Should a High APR Change Your Car Purchasing Decision?
The topic of APR can confuse many consumers, but it doesn’t need to do so. APR is simply an abbreviation for annual percentage rate. The annual percentage rate is the rate that you as a borrower of money are charged each year for the money that you borrow. Whether you are borrowing money to buy a house, a boat, a pair of jeans or a new car, you will have an annual percentage rate, or APR, attached to that loan.
Once you go for a car loan or other type of loan you could discover that due to your credit history and credit ranking that you are accessed a high APR. In this article, we will address whether or not you should change your car purchasing decision based upon receiving a high APR.
Regardless of APR, You Can Still Get the Car You Want
A high APR will impact your monthly car payment. This may make buying the exact car that you want a little more difficult, but you should realize that a high APR does not in any way mean that you will not be able to buy a car. In fact, it is very likely that you can still buy the exact car that you want.
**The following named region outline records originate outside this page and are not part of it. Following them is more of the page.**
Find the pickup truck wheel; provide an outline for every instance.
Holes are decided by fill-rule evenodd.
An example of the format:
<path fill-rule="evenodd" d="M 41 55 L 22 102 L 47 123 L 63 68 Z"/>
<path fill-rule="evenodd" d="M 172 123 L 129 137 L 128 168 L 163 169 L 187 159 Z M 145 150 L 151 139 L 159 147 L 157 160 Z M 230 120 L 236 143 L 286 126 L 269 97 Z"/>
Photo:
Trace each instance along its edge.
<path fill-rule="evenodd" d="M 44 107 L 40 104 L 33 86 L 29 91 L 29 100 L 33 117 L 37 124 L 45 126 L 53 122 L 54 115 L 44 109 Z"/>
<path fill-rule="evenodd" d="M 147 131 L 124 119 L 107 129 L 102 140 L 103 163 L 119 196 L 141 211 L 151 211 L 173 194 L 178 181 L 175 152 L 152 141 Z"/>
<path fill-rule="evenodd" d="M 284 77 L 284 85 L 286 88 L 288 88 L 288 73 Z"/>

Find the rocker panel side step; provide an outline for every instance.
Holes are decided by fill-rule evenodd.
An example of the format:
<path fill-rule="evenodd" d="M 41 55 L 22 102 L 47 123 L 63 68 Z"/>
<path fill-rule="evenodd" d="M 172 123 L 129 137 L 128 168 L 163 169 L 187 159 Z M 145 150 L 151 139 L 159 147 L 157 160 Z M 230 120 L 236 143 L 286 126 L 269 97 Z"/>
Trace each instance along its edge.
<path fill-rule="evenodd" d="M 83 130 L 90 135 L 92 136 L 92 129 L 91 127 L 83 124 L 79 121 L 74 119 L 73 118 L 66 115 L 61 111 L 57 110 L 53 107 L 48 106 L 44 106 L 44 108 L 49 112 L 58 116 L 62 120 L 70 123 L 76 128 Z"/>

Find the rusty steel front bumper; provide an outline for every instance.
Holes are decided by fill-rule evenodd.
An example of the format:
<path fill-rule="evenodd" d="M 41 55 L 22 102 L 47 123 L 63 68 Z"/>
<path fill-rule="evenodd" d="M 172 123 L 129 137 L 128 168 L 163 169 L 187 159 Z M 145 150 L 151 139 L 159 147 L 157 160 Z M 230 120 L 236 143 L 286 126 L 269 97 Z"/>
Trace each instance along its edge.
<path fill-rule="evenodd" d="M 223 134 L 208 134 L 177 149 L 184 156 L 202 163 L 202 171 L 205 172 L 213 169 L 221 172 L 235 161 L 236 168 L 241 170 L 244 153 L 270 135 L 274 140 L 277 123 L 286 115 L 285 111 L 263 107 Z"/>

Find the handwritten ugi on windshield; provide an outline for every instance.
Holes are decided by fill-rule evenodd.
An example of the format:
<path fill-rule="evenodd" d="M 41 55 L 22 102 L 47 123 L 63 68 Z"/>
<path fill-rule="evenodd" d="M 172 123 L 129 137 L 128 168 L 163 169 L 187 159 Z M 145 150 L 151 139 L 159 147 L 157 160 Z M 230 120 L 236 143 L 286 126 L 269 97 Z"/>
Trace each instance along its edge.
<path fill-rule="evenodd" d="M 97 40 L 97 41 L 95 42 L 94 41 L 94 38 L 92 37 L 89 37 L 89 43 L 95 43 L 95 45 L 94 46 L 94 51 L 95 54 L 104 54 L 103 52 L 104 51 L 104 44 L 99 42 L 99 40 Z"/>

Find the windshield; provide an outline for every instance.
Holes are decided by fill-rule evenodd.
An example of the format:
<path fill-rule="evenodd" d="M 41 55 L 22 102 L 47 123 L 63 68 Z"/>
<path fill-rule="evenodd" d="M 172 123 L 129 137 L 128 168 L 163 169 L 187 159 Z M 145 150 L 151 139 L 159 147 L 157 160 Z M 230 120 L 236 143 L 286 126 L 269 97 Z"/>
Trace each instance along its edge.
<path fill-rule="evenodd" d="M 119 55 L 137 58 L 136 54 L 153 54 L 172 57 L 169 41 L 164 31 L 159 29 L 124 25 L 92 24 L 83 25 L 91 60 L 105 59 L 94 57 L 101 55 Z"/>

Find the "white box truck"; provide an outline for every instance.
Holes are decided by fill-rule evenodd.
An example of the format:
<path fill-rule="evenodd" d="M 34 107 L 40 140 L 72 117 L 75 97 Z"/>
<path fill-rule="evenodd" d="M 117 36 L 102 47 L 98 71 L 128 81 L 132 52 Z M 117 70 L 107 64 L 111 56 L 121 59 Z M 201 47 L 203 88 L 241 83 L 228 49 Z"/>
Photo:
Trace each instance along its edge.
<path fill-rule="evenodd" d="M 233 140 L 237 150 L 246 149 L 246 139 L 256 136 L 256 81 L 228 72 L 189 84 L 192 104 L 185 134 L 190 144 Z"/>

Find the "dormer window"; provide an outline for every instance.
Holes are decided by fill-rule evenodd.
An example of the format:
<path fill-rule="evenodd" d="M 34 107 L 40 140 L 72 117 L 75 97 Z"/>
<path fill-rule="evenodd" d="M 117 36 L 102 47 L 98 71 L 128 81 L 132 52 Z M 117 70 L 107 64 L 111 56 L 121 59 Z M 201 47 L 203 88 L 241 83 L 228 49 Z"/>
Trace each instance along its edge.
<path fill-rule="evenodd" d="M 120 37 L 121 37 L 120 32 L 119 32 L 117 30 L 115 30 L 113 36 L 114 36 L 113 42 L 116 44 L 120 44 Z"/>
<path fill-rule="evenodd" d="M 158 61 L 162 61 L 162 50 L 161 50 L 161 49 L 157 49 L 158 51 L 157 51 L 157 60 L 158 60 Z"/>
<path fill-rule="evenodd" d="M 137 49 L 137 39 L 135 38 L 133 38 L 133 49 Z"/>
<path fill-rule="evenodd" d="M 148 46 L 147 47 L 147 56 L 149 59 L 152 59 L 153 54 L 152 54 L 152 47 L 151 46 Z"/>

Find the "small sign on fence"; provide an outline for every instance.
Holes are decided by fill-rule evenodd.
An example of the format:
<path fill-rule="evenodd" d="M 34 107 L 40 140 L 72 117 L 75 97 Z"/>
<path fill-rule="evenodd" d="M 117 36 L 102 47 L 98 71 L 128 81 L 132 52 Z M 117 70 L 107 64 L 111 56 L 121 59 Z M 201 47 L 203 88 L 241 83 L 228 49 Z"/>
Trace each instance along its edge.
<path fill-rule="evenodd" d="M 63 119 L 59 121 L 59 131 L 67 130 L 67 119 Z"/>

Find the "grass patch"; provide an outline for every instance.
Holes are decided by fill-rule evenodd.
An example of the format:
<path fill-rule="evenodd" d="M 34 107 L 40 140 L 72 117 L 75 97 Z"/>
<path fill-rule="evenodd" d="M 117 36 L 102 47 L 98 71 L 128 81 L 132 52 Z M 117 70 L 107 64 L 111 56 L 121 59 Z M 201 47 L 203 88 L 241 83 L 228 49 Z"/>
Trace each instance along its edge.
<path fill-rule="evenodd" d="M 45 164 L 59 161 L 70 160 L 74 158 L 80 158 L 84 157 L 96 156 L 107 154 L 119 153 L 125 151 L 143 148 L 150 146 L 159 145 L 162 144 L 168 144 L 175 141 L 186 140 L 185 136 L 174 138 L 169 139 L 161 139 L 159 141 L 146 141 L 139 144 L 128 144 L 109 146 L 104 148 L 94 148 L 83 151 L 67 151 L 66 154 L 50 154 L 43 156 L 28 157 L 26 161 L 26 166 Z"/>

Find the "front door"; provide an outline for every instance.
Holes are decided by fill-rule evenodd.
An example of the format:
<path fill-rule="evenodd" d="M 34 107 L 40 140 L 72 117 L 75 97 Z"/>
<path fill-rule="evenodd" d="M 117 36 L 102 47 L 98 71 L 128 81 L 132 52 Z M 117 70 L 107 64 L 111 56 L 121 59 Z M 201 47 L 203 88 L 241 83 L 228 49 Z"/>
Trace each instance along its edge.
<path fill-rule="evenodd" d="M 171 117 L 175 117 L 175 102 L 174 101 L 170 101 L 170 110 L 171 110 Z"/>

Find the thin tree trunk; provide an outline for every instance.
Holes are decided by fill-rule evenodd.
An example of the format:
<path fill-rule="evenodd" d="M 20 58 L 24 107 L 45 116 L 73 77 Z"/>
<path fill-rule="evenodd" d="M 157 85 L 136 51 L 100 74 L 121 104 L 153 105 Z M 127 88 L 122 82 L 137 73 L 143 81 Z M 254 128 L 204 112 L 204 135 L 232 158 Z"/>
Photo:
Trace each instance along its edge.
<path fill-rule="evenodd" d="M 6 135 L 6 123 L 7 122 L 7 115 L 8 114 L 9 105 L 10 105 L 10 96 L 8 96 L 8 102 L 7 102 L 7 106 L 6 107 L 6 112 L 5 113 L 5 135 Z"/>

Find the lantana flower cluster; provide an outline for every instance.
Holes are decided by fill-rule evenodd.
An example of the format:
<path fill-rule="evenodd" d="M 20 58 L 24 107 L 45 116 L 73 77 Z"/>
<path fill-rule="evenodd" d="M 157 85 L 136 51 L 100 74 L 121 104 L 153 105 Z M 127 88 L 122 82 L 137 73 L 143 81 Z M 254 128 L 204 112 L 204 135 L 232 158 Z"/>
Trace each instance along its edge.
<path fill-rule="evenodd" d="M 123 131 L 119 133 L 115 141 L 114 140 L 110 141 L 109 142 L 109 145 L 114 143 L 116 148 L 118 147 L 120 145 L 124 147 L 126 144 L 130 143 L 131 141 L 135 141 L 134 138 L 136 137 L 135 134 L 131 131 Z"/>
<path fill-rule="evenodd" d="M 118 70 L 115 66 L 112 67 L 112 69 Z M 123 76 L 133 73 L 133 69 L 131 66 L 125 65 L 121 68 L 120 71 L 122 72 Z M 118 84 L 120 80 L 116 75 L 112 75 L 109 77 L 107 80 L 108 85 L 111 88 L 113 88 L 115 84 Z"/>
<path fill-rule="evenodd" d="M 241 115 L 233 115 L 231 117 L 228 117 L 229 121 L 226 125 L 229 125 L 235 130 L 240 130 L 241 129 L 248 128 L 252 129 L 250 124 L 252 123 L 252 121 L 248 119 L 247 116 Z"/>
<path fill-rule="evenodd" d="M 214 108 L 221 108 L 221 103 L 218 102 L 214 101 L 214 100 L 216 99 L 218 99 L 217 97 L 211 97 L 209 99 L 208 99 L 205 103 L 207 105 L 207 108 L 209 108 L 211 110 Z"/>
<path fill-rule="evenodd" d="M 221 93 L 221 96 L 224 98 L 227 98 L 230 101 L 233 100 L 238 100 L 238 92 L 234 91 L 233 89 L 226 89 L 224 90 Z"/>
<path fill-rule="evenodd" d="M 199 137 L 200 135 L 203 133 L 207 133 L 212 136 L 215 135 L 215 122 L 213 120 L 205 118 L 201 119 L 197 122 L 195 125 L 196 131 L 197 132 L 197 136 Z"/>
A high APR rate can be addressed and dealt with in many different ways. If you find that a high APR keeps you from buying the exact car that you want, one possible option is to opt for a longer payment period. In this way, you may still be able to get the car you desire.
How Can You Get a Lower APR?
Another option worth exploring is to ask your loan company what steps you need to take in order to receive a lower APR and thus pay less interest. With a little persistence, your questions will likely pay off, literally, as you they will give you pointers on what you need to do to lower your APR.
Many people don’t realize that refinancing a car loan is indeed possible. Just because a dealer tells you that you need to pay 21% or 25% doesn’t mean that you can’t lower that amount later on.
Let’s say you owed, $10,000 on a car, and a dealer convinced you to pay 25% APR for 60 months. In this case, your monthly payment would be about $380. However, if you refinanced your loan with another lender at 7%, your monthly payment would decrease to just $198. As you can see, refinancing and getting a lower APR can make a huge difference.
|Interest Rate (APR)||Loan Term||Monthly Payment|
Similarly your local car dealership may also have advice for you. One good pointer they will likely tell you about is the importance of making consistent car loan payments. Once you have made your way well into your loan payment period, you might be able to get your loan refinanced at a lower rate. This, in turn, can mean dramatically lower interest and much lower payments.